YOUNGSTOWN, Ohio (WKBN) – The Senate will probably vote on new health care legislation this week — a bill that’s already getting criticism from both Republicans and Democrats. One of the main issues is proposed cuts to Medicaid expansion and what that could mean for fighting the opioid epidemic in Ohio.
It’s a cut U.S. Senator Sherrod Brown doesn’t want to see. On Monday, he sat down with local mental health professionals to hear how they would be affected.
They had an open and honest discussion about fighting the Valley’s drug problem.
“There’s been so much progress with housing, with recovery housing. I can’t tell you how many programs are in the schools,” Duane Piccirilli said.

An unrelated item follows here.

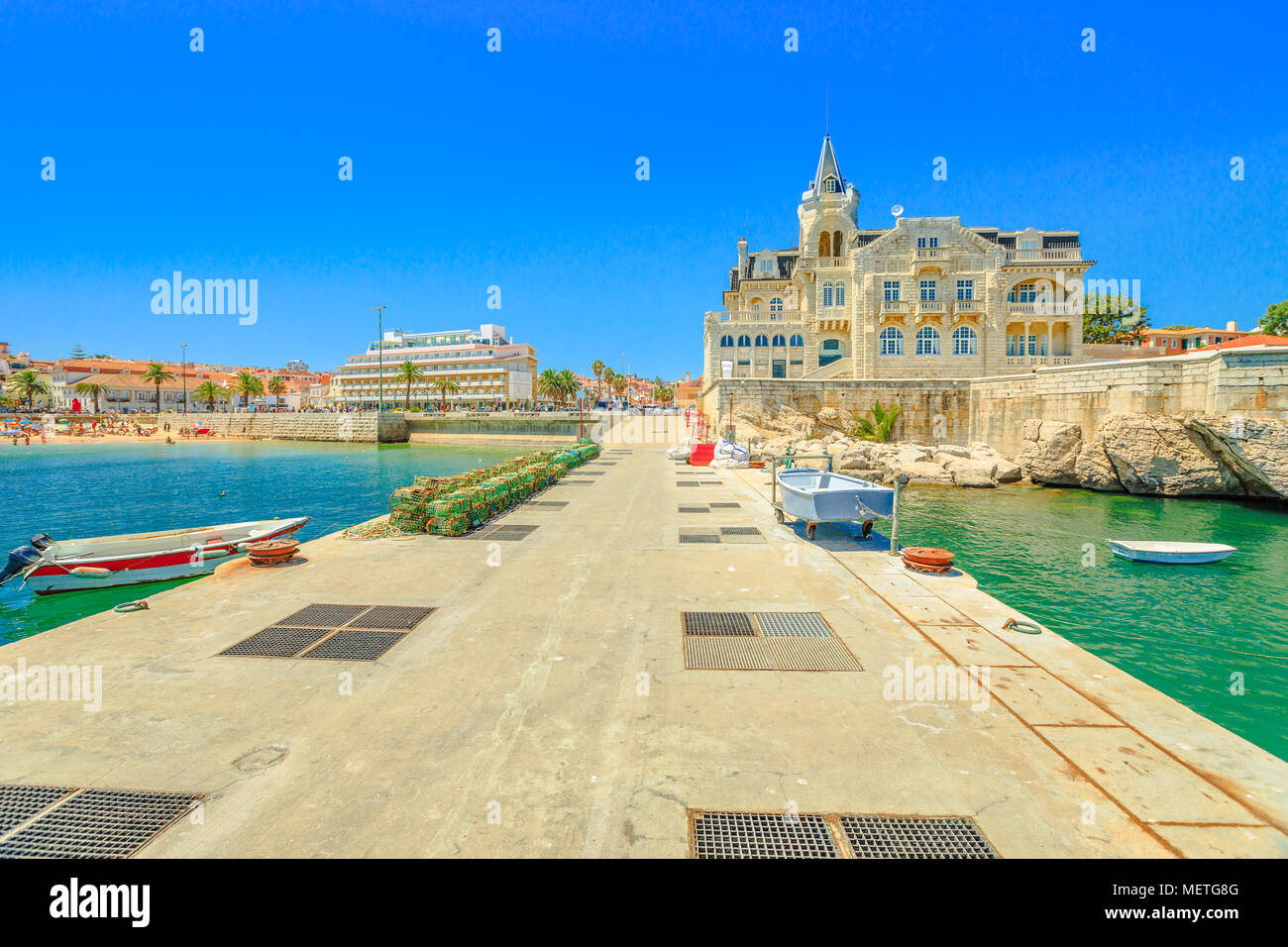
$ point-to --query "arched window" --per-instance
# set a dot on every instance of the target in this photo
(892, 342)
(927, 341)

However, they said budget cuts would be devastating to the board’s efforts. The Mahoning County Mental Health and Recovery Board spelled out what it would mean for them.
They said they provide $10 million in funding to agencies like Big Brother Big Sister, Sojourner House, and other mental health agencies.
The board is able to do more because Medicaid expansion dollars are helping people get treatment.
“If that money for treatment were to roll back, our levy dollars would have to go to treatment. Wouldn’t be enough, so people wouldn’t get enough treatment and people would become homeless because we’re putting a lot of money into housing,” Piccirilli said.
That means it wouldn’t be able to help the programs it works with now. Piccirilli said the thought is “very frightening.”
The Neil Kennedy Recovery Clinic said 90 percent of its patients are getting treatment because of Medicaid.
“Currently, we have 40 people right now on our waiting list just to get in, and that’s with Medicaid expansion,” said In-patient Clinical Director Alicia Santilli. “Imagine if that went away? How many of those people would be suffering, especially in Mahoning County and Trumbull County?”
Brown took notes at Monday’s roundtable and asked questions to fully understand how the cuts would impact the Valley and the entire state.
“Today in Ohio, 200,000 people right now are getting opioid treatment, who are able to get it because they have insurance under the Affordable Care Act,” he said. “To rip that away by a Congress where — frankly, every member of Congress has insurance paid for by taxpayers — and they are willing to take it away from others is just morally reprehensible.”
Brown’s office said Ohio spent $1 billion to fight the drug epidemic last year. Seventy percent of the money is a Medicaid investment.